Плешивый двинул по столу пухлый конверт и две пластиковые папки с логотипом «Лак-Ойла».
– Компания отказывается от ответственности за наше драгоценное здоровье?! – удивленно поднял глаза Тарасов. – Как это понимать?!
– Очень просто. – Ициксон выдержал взгляд в упор. – Если кто-то из вас получит в джунглях пулю, напорется на ядовитого паука или подцепит острый сифилис, то «Лак-Ойл» не отвечает – ни перед вашим командованием, Артем, ни перед вашими тбилисскими родственниками, Александр…

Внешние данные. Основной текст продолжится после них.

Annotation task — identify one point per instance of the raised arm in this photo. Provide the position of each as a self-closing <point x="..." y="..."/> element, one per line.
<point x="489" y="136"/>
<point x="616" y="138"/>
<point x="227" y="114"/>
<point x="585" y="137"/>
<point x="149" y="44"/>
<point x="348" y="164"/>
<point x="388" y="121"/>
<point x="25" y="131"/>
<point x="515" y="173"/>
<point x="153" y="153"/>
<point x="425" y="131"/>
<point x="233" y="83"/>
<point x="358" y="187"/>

– Хреновина какая-то! – Тарасов размашисто подписал бумагу и повелительно кивнул Багратиону. – Так всегда ведь было, как ты… вы сказали! Никто ни за что не в ответе… К чему лишняя писанина?
– И такой вопрос, – отодвигая свежеподписанную бумагу, проговорил Чиковани. – Деньги выплатите, конечно, по приезде?
– Разумеется, – ответил Борис Евгеньевич и очень удачно пошутил: – Может, на одном из вас еще сэкономить удастся: Венесуэла – жаркое местечко!..
Встречу друзей – а заодно и поминки по ростовским бандитам – праздновали на квартире у Тарасова. Вдохновляемый обществом Аньки, Багратион так и сыпал остротами. Его горбатый нос от усердия покрылся бисеринками пота.
Водка шла легко под бутерброды с колбасой: заморачиваться с закуской Анечка наотрез отказалась.
– Помнишь ту бабу, что у чичей разведку вела? – спросил довольный всеобщим вниманием Сашка. – Знаешь, она сама ФСБ сдалась! Сама, прикинь! Сказала, что дальнейшая борьба бессмысленна…
– Откуда знаешь-то? – нарезая сервелат большими ломтями, поинтересовался Артем.
– А я вместе с прапором из контрразведки увольнялся, он и сказал…
– Мальчики, давайте о чем-нибудь интересном, – попросила вдруг поскучневшая Анечка.
– К чему это ты? – вяло отмахнувшись от девушки, спросил у приятеля Тарасов.
– Да к тому, что победа, брат! – ликовал подвыпивший Багратион. – Не зря мы там лучших ребят положили! Нет, не зря!.. «День Победы порохом пропах…»
Аня, вильнув тощим задком, скрылась на кухне. Зазвонил мобильник Багратиона. Артем вышел на балкон и с наслаждением выкурил две сигареты подряд. Тепло было, и москвичи прогуливались далеко внизу – кто с собачкой, а кто и так, сам по себе…
Когда Тарасов вернулся в комнату, вид у Анечки был еще кислее, чем прежде, а на раскрасневшейся физиономии Чиковани было написано смущение.